VIOLENT CRIME against women is not entertainment. "Star 80" was not entertainment. "Body Double" was not entertainment." And "Jagged Edge" is not entertainment. It is commercially packaged abuse. And we are supposed to call this anger art.

Richard Marquand is the culprit behind this morbid murder mystery in which a California socialite is found tied to her bed, with a bloody hunting knife between her legs. It is the jagged edge of the title, and the nasty, serrated symbol of social irresponsibility in our time.

Glenn Close elects to star as the lovelorn attorney for the defense, a career woman whose vulnerability (what we all want in a criminal lawyer) suckers her into a romance with her client and into harm's way.

Jeff Bridges plays the murder victim's husband who is accused of the crime by a politically aspiring D.A. (Peter Coyote). "If I were going to kill my wife, that's the way I'd do it," jokes the prosecutor to his cronies, who suggest money is the motive for the crime.

And we are supposed to wonder if the hapless, puppy-faced Bridges is capable of the deed. Bridges' character is a pudding-headed preppie who never develops. He looks like a man in an ad for an Arrow shirt and that's about as near as we get to him.

"The first time I saw you, I wanted you," he says to Close, who doesn't seem suspicious of this come-on in one so recently bereaved.

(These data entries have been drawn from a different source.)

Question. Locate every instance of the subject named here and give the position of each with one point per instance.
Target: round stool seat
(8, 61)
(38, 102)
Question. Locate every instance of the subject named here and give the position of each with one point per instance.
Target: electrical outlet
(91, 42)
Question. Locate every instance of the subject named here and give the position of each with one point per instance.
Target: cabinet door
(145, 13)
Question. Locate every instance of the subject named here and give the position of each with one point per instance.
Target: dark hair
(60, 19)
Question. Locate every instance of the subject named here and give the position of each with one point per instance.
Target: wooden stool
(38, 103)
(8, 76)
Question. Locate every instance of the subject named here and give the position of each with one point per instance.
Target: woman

In her quest for justice, Close is hounded by the sexist D.A. and treated like a child by the judge. And it's no wonder, since she even cries in the courtroom, her feelings hurt by the prosecution's surprise witness. Silly girl.

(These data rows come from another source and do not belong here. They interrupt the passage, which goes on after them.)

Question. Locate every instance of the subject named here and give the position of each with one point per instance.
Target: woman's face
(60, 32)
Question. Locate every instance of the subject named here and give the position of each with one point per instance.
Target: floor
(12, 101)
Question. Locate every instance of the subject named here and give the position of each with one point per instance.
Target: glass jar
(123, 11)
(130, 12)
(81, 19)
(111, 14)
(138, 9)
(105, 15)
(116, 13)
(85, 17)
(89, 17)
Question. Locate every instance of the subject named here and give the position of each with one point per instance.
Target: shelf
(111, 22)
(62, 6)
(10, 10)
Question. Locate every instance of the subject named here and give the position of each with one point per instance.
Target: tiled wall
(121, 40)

Not only is the character foolish enough to fall in love with and make love to her client -- a man she knows might have just sliced up his wife -- but she's not even professional about it.

Of course, Close can't help it if her character is emotional or that wardrobe dressed this criminal attorney in a taut, puckered skirt, the better to prance about the courtroom.

"Jagged Edge" costars Robert Loggia as a crusty old detective, with Marshall Colt quite good as a tennis pro linked to the murder and a second, vicious crime.

Good performances by Close and Coyote along with Marquand's workmanlike approach can't make up for the insensitivity, mundane characterizations and sexploitation.